Marietje Schaake stressed that the Commission report will represent the beginning of a fresh debate on the issue, rather than a conclusion.
“This will not be the end of the process. The Commission must decide which course of action to take in consultation with the European Parliament and the Member States, who gave the Commission the mandate to take up an ISDS clause in TTIP in the first place,” Schaake said.
She lamented the fact that discussion on ISDS, however worthwhile, “has overshadowed other parts of the negotiations, such as procurement, energy, financial services, operating US domestic flights, shipping and maritime and air services which should also be discussed.”
“If the debate does not also focus on these topics, it will be harder for negotiators on the EU side to take a clear position which can address the needs and concerns of all stakeholders,” Schaake said.
“In general, we should not only focus on fears, but look constructively at what we may be able to gain,” according to Schaake.
It is clear that suggested reforms to ISDS – even if these go further than those incorporated within CETA – will not silence all critics, however.
More transparency needed to slay imagined monsters
“ISDS should be scrapped from CETA and not included in TTIP,” according to Cecile Toubeau, sustainable trade policy officer at T&E, an NGO which campaigns for sustainable transport policy.
“When it comes to ensuring secure investment, multinational corporations certainly have the means already to evaluate risk, seek awards in national courts, take out private insurance, and participate in public investment guarantees,” Tourbeau said, adding: “Governments should be safeguarding their ability to protect people and the environment – not giving away this power to please multinational corporations.”
Pia Eberhardt, a researcher and campaigner with Corporate Europe Observatory, a campaign group, agreed.
“I expect the Commission to continue business as usual. They will probably say: ‘Thank you European people for your thought. Some of you complained that we were going too far; others said we were not going far enough; so we think that we are perfectly in the middle of the debate when we continue with our reform agenda for investor-state dispute settlement in TTIP.’,” Eberhardt said.
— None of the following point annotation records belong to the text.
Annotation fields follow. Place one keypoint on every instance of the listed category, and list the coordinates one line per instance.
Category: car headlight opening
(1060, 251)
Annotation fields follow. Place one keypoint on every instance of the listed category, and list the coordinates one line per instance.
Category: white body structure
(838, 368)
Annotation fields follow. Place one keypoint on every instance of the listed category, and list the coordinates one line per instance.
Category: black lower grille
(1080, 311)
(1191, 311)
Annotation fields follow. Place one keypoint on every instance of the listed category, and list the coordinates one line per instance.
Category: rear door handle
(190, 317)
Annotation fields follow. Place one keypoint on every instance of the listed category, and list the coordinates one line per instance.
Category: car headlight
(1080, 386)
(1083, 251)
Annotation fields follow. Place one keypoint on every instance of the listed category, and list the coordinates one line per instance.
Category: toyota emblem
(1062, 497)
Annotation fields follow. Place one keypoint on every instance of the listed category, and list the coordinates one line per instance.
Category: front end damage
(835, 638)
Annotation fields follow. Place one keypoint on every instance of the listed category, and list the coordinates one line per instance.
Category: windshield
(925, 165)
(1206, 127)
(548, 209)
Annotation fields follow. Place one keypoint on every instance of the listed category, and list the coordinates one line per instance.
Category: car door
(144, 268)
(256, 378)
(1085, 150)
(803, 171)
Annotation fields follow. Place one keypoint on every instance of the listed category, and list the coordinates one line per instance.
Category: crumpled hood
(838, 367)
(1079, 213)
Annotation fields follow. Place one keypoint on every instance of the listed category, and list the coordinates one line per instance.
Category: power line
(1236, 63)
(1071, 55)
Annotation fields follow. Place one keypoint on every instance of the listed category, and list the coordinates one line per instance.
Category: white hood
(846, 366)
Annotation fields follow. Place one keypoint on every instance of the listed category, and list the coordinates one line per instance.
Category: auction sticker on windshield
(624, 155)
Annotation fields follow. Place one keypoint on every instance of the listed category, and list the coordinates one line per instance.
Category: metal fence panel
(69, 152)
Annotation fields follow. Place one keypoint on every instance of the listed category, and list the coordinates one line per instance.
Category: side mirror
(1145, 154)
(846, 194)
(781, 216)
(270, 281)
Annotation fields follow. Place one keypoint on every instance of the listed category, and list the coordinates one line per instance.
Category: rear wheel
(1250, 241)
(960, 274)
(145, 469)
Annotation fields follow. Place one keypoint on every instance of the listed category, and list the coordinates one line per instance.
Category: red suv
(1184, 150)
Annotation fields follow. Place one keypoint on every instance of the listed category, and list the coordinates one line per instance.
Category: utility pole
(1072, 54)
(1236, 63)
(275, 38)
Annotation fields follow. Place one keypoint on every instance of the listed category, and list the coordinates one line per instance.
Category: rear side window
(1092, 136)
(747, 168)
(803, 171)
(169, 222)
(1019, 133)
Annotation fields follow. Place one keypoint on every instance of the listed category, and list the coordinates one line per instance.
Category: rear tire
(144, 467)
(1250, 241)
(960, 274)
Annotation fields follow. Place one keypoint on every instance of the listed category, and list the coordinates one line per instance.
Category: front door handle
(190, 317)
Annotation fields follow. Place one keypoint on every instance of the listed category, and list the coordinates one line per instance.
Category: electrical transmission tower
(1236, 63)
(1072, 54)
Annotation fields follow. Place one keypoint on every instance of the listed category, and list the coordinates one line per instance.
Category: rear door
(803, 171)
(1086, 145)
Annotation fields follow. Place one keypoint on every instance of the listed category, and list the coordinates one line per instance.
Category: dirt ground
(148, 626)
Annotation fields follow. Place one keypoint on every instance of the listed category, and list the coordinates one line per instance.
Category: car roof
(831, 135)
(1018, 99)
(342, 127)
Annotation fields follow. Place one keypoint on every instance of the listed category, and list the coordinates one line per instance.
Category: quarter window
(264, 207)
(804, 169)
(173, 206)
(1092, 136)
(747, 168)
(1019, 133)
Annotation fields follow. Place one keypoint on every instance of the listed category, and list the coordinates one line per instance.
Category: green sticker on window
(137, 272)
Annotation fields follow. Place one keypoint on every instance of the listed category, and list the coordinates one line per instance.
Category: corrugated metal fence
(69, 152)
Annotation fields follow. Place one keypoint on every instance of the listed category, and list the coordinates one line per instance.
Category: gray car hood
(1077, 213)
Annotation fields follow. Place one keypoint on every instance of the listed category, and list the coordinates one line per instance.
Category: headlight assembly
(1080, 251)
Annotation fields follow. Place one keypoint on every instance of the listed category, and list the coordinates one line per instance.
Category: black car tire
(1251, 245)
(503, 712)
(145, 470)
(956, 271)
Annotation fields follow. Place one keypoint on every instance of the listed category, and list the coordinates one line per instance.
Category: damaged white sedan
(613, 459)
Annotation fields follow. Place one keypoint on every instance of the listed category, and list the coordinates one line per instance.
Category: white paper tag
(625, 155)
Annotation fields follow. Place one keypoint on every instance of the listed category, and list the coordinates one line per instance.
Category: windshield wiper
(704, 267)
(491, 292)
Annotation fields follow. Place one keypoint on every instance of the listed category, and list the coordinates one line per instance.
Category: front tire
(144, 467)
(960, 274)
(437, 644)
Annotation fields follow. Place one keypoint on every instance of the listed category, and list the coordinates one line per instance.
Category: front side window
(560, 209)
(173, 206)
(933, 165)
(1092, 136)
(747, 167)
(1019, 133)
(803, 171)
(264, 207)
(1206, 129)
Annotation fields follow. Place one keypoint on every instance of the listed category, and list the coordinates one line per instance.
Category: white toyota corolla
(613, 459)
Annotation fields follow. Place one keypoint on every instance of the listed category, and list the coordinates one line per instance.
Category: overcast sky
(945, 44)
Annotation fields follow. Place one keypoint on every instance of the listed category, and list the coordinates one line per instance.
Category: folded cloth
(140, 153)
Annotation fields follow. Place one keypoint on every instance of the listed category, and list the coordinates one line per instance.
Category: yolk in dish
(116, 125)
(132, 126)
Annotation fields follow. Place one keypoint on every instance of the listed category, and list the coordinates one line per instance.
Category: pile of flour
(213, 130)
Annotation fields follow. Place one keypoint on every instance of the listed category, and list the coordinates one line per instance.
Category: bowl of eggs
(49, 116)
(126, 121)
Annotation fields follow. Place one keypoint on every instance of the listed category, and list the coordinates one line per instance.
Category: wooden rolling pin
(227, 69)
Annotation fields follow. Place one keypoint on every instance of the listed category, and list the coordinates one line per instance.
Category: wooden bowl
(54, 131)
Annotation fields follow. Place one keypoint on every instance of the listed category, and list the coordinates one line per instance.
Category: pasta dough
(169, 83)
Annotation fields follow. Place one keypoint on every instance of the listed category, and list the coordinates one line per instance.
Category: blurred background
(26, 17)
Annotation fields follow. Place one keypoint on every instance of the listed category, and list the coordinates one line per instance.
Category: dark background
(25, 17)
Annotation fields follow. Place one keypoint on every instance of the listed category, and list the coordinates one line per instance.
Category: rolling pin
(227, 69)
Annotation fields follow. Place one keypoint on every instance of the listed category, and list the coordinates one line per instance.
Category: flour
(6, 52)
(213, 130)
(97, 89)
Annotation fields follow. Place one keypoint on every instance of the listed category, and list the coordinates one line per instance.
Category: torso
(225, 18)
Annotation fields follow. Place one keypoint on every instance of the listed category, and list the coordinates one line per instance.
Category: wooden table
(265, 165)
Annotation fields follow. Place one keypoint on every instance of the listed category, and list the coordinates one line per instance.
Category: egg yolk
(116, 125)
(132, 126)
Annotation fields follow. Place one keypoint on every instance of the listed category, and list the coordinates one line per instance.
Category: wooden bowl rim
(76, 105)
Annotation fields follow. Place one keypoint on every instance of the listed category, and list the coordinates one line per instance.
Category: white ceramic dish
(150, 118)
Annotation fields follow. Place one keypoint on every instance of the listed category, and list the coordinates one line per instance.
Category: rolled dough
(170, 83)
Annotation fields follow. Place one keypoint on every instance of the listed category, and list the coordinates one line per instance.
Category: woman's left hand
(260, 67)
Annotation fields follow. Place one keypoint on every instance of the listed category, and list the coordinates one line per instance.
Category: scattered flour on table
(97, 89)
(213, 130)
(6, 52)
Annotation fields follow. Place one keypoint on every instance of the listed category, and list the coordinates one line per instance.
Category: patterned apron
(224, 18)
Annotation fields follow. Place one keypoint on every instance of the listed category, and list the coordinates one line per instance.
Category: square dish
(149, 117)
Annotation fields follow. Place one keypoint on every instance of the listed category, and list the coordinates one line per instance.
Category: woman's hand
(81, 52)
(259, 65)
Instead she believed that the EU executive should “ditch” what she described as “the extreme investor privileges from TTIP”.
“Several experts have explained in the consultation that the Commission’s so called “reforms” won’t tame investor arbitration – because these very same reforms have failed to do so in the past. If investor state arbitration remains in TTIP, we can expect a wave of corporate lawsuits against the EU and its member states – and taxpayers and regulators will pay the price,” according to Eberhardt.
When the debate comes to Parliament, it will be against more clamour to scrap the ISDS, but there are MEPs who are equally vocal in pushing for it.
“There are two main problems with a free trade agreement with the US as far as some Europeans are concerned: the US and free trade,” said MEP Fredrick Federley (Sweden; Alliance of Liberals and Democrats for Europe).
“We have to try and stem this demonisation of business and trade in Europe because trade is where our strength comes from,” according to Federley. He too, however, acknowledged the need for reform.
“We have to slay some of these monsters, but that means being more transparent in the TTIP: If Europe and the US does not make the negotiations and the ISDS apparatus more transparent then these monsters in the public imagination will keep on growing.”